I was doomscrolling on Instagram when I first came across the often-trending hashtag, #Zarahaul. The trend, popularised by fast fashion brands like Zara, is simple. A young millennial or post-millennial will make a catchy video or Reel, where they will share 20-30 pieces of fast fashion clothing they've received and how they look in them.
These haul videos, often sponsored, are so attractive that I can spend hours looking at them. Yes, I, being a conscious shopper, do judge myself later, but they are just so addictive. Flashy packages, latest collections, endless styling… what's not to like, right?
Well, these trends are actually very problematic. They reflect a lot more about our shopping patterns than just a shared interest in fashion. They tap into our insecurities. Think of all those moments when you bought something just because you were having a bad day, or the number of times you've experienced closet-envy after watching haul Reels, and decided to do online shopping. Do you really want another white shirt with embroidery on it or that tulle skirt you saw an influencer wearing on Instagram? Not really. Fashion brands want us to shop and they use social media strategically to make us want to consume their produce.
As per Unicommerce's e-commerce fashion report, despite a slow economy and pandemic, the global online fashion retail has witnessed an aggressive rise of 66% growth in order volume.

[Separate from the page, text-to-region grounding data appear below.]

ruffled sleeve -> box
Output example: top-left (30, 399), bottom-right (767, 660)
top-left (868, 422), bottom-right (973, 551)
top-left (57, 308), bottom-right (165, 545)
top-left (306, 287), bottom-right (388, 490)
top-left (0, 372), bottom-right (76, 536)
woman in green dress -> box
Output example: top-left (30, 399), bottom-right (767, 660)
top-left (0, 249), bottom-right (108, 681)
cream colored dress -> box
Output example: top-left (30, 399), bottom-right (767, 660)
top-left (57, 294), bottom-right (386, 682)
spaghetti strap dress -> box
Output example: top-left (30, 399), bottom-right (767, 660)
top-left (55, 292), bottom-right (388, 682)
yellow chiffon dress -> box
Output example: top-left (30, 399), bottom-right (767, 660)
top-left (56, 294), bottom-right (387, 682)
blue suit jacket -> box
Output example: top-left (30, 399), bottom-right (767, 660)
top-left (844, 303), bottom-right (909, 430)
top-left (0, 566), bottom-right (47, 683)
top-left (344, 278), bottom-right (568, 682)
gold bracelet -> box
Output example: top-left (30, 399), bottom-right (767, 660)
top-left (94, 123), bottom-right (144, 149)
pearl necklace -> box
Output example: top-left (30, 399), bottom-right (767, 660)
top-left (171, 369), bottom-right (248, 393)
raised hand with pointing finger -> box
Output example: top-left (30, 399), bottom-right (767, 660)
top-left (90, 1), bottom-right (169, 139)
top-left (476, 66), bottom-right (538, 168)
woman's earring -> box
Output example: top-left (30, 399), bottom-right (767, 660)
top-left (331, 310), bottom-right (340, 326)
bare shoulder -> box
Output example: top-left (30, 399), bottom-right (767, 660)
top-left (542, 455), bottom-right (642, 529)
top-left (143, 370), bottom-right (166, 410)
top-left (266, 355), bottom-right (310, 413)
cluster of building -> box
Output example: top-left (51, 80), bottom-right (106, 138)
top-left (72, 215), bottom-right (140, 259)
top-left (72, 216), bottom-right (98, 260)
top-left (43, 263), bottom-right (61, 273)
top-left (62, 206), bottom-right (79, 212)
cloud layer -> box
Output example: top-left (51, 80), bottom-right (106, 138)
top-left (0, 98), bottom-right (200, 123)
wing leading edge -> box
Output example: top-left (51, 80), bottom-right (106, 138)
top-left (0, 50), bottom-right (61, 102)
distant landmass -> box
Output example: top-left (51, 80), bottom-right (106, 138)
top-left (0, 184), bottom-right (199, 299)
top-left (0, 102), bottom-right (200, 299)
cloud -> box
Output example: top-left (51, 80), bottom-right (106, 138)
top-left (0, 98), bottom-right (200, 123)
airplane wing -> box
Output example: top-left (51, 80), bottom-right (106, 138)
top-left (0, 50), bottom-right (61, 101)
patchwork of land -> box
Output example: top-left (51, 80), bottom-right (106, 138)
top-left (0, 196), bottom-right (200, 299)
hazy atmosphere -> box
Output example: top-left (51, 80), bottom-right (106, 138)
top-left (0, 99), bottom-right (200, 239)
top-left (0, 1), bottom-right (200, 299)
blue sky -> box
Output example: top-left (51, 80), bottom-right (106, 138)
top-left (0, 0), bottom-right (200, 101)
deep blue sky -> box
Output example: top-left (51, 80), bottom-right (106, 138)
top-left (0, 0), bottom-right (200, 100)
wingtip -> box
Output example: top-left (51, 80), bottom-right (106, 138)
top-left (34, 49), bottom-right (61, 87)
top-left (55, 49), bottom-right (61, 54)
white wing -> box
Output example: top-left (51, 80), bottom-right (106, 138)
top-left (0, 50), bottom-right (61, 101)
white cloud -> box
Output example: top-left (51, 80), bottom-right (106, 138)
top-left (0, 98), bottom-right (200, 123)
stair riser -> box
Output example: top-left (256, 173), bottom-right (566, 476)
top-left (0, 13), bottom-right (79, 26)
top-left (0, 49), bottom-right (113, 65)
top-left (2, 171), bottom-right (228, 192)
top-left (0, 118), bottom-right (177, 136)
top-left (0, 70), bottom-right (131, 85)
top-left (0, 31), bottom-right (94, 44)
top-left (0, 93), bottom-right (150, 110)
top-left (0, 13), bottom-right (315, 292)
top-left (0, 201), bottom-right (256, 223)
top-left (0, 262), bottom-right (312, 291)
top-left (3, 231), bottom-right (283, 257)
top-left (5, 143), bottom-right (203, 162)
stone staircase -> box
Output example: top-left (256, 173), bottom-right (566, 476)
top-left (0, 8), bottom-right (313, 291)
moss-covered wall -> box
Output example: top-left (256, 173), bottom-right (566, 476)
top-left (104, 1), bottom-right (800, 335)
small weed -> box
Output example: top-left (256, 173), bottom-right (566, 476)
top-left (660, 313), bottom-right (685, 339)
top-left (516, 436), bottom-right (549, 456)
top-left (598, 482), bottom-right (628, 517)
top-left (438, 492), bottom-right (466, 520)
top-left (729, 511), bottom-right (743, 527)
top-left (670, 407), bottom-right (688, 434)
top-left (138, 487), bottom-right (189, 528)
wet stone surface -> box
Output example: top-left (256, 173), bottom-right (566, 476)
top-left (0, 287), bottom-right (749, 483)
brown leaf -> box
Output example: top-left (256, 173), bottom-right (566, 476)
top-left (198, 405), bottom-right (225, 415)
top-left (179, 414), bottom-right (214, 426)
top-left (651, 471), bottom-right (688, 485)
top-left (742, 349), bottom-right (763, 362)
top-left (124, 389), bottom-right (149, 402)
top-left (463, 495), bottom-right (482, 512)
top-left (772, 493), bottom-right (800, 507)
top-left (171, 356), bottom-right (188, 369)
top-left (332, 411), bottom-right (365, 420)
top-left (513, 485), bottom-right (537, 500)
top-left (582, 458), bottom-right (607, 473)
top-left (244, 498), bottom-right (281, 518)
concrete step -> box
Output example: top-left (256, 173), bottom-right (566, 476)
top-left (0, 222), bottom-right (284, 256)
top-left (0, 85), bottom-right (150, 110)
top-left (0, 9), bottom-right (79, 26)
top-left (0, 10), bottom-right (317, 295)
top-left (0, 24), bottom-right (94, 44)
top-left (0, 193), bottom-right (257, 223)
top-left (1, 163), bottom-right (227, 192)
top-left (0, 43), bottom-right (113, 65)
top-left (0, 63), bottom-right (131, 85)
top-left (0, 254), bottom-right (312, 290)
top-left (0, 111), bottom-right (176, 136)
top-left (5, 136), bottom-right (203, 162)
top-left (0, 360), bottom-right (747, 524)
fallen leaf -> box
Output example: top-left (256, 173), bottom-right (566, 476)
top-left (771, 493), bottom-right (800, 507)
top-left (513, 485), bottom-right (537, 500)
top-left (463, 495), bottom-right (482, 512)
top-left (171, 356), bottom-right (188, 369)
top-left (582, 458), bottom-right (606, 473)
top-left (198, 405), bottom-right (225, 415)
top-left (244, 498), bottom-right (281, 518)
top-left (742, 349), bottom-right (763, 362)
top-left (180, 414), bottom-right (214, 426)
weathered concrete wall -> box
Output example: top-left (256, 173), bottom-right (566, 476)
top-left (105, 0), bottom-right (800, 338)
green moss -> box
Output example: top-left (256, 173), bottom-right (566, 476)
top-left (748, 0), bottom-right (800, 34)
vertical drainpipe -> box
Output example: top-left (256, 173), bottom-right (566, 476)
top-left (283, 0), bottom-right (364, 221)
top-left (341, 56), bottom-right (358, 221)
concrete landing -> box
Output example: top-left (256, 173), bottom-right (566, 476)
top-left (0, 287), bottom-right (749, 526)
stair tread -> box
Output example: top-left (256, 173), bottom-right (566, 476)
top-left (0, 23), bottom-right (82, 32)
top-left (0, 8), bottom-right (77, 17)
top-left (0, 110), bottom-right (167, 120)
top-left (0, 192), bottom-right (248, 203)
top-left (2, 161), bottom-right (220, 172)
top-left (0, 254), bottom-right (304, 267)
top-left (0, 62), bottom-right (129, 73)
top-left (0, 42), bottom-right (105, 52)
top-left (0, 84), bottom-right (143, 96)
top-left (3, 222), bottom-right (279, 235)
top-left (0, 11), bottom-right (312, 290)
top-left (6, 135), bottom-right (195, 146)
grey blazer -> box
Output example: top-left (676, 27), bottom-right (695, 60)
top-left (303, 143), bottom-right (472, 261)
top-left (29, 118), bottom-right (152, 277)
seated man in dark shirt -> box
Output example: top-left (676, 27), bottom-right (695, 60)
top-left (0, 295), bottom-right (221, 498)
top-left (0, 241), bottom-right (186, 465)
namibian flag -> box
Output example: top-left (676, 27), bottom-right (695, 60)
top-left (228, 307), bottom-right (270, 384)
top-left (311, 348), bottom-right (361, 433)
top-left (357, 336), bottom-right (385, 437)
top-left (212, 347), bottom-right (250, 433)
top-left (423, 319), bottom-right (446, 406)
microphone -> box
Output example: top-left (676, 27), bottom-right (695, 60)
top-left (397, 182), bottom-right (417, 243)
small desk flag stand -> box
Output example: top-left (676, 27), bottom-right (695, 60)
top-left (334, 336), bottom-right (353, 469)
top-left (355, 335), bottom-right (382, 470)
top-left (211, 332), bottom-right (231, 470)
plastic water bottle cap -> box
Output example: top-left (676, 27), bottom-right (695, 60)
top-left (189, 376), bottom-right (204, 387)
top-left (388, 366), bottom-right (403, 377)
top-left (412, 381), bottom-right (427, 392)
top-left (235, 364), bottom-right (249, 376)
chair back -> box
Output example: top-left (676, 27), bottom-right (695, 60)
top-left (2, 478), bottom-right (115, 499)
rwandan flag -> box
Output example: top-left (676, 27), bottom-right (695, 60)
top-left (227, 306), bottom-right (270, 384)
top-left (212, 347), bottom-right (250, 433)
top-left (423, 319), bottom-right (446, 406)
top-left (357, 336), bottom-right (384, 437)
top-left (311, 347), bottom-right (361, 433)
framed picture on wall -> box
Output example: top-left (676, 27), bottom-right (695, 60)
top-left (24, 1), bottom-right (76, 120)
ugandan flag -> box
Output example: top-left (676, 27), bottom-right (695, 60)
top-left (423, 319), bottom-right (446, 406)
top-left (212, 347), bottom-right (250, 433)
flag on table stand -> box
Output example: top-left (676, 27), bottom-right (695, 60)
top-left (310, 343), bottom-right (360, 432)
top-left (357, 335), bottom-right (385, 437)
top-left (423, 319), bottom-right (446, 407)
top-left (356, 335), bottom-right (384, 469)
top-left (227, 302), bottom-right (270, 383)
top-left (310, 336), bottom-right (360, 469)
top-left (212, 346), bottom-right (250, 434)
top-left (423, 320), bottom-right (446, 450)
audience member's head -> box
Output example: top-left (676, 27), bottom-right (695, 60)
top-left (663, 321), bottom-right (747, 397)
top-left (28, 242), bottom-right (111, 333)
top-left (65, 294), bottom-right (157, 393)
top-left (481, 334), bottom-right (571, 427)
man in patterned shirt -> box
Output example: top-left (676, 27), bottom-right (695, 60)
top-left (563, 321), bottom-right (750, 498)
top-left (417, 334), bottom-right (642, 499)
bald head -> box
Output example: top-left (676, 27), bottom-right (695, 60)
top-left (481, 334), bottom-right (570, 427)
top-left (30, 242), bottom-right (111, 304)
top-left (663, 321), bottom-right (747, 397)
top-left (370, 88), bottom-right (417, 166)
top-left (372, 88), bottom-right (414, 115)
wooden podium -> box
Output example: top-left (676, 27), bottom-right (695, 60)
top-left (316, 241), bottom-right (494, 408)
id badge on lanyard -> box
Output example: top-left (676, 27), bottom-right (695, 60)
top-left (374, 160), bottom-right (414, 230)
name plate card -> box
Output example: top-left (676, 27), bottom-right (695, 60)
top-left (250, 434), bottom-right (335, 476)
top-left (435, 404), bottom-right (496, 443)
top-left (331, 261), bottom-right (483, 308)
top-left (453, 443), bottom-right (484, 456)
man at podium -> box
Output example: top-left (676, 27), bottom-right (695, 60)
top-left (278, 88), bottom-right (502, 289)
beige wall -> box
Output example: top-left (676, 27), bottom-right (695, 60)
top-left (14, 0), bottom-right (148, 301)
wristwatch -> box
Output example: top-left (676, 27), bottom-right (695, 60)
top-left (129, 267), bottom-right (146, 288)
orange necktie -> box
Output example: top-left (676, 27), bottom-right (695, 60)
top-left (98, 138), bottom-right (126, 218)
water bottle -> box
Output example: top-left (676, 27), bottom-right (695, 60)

"Clothing hauls are fun to watch. The viewership encourages creators to keep promoting and the brands to keep overproducing," says Meghna Goyal, founder of Mumbai-based conscious and contemporary label Summer Somewhere. “Social media trends, in general, have normalised imitation. When we see influencers whose style we admire, we want to copy them, we want the fast fashion brands they are promoting because the clothes are affordable,” she adds.
Content creators, however, participating in the trend are driven by their audiences.
“Most of my viewers buy from these brands. My audience loves the haul videos. I talk a lot about XL clothing, which not a lot of creators do and, at the same time, I try on the products. Watching how it looks on me gives them a better idea of the fittings,” says Prableen Kaur Bhomrah, a fashion influencer.
Kompal Matta Kapoor, another content creator, adds, “I have mostly received a positive response on wearing mass market brands as I’m very selective about what I’m showcasing."
While influencers use the trend as a tool to review latest collections and sizing of Zara, H&M and Forever 21 clothes, some do it just for fun. I remember one video that said, “thank God for returns” in the caption. According to news reports from 2018, most influencers send back what they order online, especially if they didn't pay for it. What's worse, most returned pieces don't hit the shelves again. They are sent to landfills or to the storage room.
Goyal says, “Haul trends may be new to social media but as consumers we have all been guilty of walking into a fast fashion store and buying way more than we truly need.”
Reason: low cost and trendy clothes. One of the biggest factors driving the appeal is how easily fast fashion hits refresh. With each new collection comes a renewed need to shop, or worse, hoard.
Designer Shweta Kapur of contemporary womenswear brand 431-88 explains: “The reason why slow fashion isn't as popular is because it's expensive. If you are making something in slow fashion manner, you’re paying fair wages, buying better fabrics, taking time and resources. This makes it expensive and automatically cuts down on your customer base."
According to Kapur, shopping from a fast fashion brand should primarily be for basics, because they are used more frequently than standalone pieces. As for the hauls, she suggests, “Instead of #Zarahaul, it would be interesting to see someone do a haul out of their own clothes and create innovative looks. Trying to style clothes we rarely wear is so much more interesting."